シンデレラは王子様と離婚することになりました。
 連日の疲れが残っている中、深夜の階段爆走。それに加えていきなり結婚することになって初日から同棲。心身共に疲れ切っていたとはいえ、さすがに抱きかかえられた時に起きろよと自分に突っ込みを入れる。
 起き上がってスーツに着替えた。私が家に帰っていないことを知った継娘や継母は怒り心頭だろう。なにせ朝ご飯を作る人がいないのだから。

(知るか。私は、私の人生を生きる)

 二人の携帯を着信拒否する。
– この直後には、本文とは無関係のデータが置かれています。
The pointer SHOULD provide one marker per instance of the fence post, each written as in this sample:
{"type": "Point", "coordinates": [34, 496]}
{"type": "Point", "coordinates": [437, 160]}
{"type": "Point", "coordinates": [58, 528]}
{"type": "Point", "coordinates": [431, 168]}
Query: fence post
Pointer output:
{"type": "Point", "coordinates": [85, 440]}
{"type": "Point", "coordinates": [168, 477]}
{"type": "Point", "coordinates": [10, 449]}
ラインもブロックだ。
 身支度を終えた私は、リビングに行ってみた。

「うっわ、広い」

 朝日が入り込むリビングは想像していた以上に解放感があって、思わず声が漏れ出た。
 壁は一面ガラス張りのワイドスパン。一人暮らしでこの広さ必要? と疑問を投げかけたくなる間取りだ。
 床は光沢のある木目調のフローリングで、大きな窓から陽光が差し込みキラキラと輝いていた。
 ソファは大人二人が余裕で横になれるほど大きいし、壁に掛けられているテレビはスクリーンのように大きい。部屋の隅には緑が映える立派な観葉植物があって、高級マンションのモデルルームをそのまま採用したかのような家具の配置だ。
 キッチンカウンターは漆黒の大理石で、一見すると冷たくて重い雰囲気があるけれど、日差しを浴びると柔らかな光沢が生まれ、輝きを放っている。
キッチンには、コーヒーメーカーやオーブンなど最新の高性能な調理器具や食器が揃っていた。
大きな冷蔵庫を前にして、開けていいのか一瞬ためらったけれど、社長の分の朝食を作っておかなければと思った。
 冷蔵庫を開けると、中身はミネラルウォーターや缶ビール等のお酒類などしか入っていなかった。

(そっか、社長が料理なんてするはずないか)

 朝食はいらないタイプなのかもしれないと思って、そっと冷蔵庫のドアを閉める。その時だった。

「おはよう、早いな」

 背後から社長に話し掛けられて、驚きすぎて肩が上がった。

「おはようございます! 勝手に冷蔵庫開けてすみ……」

 すみませんと謝るつもりだったのに、振り返った目線の先にいた社長の姿に言葉を失った。